In 1857 Wall Street experienced a serious financial meltdown which soon spread to all sectors of the fledgling American economy and then led to economic collapse in London and Hamburg. An excited Karl Marx wrote to his friend Engels: " Der American crash ist herrlich und noch lange nicht vorbei", (The American crash is wonderful and and nowhere near over.") Just as he predicted, capitalism appeared to be collapsing under its own inherent contradictions. But Wall Street soon recovered and so did capitalism. For the past 150 years Marxism has been pronounced dead many times, but now – with Wall Street in a downward spiral and neo-liberal free market theology completely discredited – Marx’s critique of capitalism is making a huge comeback.
This week none other than the Archbishop of Cantebury appovingly invoked Marx as he looked at the devastation of the financial landscape:
Karl Marx, the intellectual father of modern communism, was partly
right in his criticism of capitalism, Archbishop of Canterbury Rowan
Williams has said in an article about the crisis hitting the world’s
financial markets.
"Marx long ago observed the way in which unbridled capitalism became
a kind of mythology, ascribing reality, power and agency to things that
had no life in themselves; he was right about that, if about little
else," Williams wrote in the article to be published in the September
26 edition of the British weekly magazine The Spectator, and also
available on the publication’s website.
At the same time, the Church of England’s second most senior cleric,
Archbishop John Sentamu of York, condemned financial traders who had
profited from the financial crisis threatening world stability as
"asset strippers and bank robbers."
In Germany, consider the story of "Red Oskar" Lafontaine, who has led the surging LEFT party (die LINKE) to its current position as the third largest political party. Ten years ago Lafontaine led the Social Democrats (SPD) and was Germany’s finance minister. He earned the wrath of American and British central bankers as well as of the media in Germany for fighting against the massive deregulation of the global capital markets and the unchecked activities of the hedge funds. He recalled this period in a recent interview with German radio:
"Vor fast zehn Jahren war ich Bundesfinanzminister und habe eine
Regulierung der Weltfinanzmärkte gefordert",… "Das war damals, wenn man so will, eine
Todsünde, weil mehr oder weniger alle über mich her fielen und sagten,
das sei also eine völlig antiquierte und nicht zeitgemäße
Betrachtungsweise. Es gab dann massive Angriffe auf meine Person." (Ten years ago I was the German finance minister and demanded regulations for the global financial markets. At that time this was considered a deadly sin, and everyone jumped on me and said that was a completely antiquated way to think that had nothing to do with the modern markets. I was subjected to massive personal attacks.")

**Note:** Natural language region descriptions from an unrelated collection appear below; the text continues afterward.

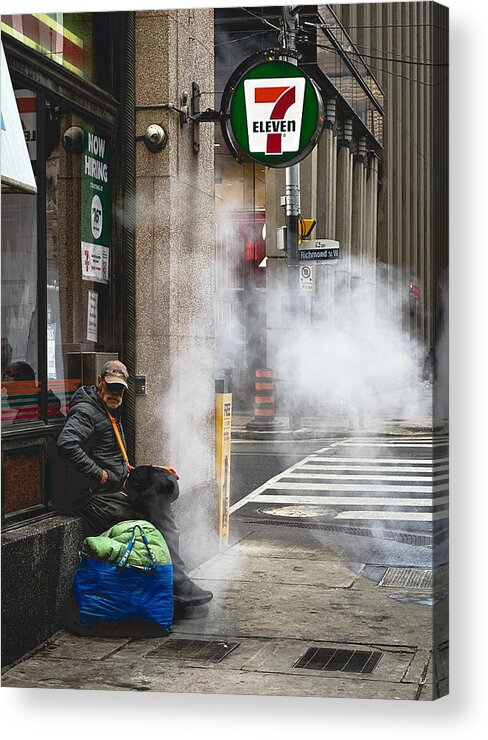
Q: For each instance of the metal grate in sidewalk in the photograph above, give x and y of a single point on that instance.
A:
(335, 659)
(415, 578)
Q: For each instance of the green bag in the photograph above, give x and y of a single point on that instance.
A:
(109, 546)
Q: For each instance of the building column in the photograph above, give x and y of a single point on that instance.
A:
(343, 232)
(175, 270)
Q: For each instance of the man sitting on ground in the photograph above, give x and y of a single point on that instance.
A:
(92, 442)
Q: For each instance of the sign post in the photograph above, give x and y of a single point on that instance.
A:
(223, 423)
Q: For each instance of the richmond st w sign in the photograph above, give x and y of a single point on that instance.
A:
(272, 113)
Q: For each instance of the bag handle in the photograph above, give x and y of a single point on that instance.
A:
(123, 560)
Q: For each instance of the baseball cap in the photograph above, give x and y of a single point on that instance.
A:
(115, 372)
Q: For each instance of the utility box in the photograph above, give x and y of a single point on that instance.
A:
(88, 365)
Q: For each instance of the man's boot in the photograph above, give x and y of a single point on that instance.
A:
(186, 593)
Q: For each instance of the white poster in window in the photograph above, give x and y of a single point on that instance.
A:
(92, 317)
(51, 351)
(94, 262)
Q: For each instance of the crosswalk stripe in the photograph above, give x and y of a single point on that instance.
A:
(376, 468)
(356, 487)
(354, 500)
(397, 515)
(331, 476)
(394, 444)
(369, 488)
(382, 460)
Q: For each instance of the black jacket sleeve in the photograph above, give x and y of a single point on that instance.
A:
(79, 429)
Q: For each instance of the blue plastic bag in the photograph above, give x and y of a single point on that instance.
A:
(120, 594)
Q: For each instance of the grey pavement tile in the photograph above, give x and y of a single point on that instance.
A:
(247, 649)
(275, 571)
(312, 613)
(148, 676)
(74, 647)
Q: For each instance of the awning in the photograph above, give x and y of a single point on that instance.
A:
(16, 165)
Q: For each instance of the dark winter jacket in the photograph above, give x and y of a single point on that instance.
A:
(87, 442)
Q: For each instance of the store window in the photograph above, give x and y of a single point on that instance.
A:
(78, 173)
(56, 262)
(20, 360)
(76, 41)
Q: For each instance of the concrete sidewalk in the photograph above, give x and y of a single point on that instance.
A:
(278, 592)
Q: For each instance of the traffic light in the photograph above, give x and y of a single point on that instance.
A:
(305, 226)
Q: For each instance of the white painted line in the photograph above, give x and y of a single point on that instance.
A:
(351, 500)
(348, 487)
(398, 515)
(391, 444)
(270, 483)
(376, 468)
(338, 476)
(383, 460)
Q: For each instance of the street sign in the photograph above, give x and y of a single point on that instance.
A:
(272, 112)
(307, 283)
(319, 249)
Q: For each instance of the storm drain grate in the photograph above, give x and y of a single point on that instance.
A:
(335, 659)
(415, 577)
(210, 651)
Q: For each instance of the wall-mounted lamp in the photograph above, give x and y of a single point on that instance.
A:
(155, 137)
(73, 140)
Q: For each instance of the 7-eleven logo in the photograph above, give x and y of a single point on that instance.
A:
(274, 109)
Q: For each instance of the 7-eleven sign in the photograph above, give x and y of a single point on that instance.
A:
(271, 112)
(274, 111)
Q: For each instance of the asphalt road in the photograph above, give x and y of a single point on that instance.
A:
(379, 485)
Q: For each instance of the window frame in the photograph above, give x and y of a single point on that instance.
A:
(55, 85)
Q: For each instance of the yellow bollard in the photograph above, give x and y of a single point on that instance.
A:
(223, 422)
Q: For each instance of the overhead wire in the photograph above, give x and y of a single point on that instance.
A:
(263, 20)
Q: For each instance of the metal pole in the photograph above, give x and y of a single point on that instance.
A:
(292, 213)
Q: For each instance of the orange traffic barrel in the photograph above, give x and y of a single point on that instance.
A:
(264, 408)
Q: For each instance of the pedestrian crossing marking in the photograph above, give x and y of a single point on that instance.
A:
(369, 488)
(355, 487)
(353, 500)
(382, 460)
(396, 515)
(376, 468)
(330, 476)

Lafontaine resigned his office and left the SPD. Today he looks like a genius. Last month he again was the object of scorn for suggesting that certain aspects of Marx’s Communist Manifesto were completely relevant to today’s economy. He committed yet another sin by calling for the "appropriation" (Enteignung) of certain private enterprises by the state – sounding much like a German version of Hugo Chavez. But now that George W. Bush has nationalized an entire sector of the American economy, "Red Oskar" Lafontaine – channeling Karl Marx – doesn’t sound so crazy after all. Even Marx himself might have been impressed by Bush’s revolutionary zeal. Why stop at the financial institutions?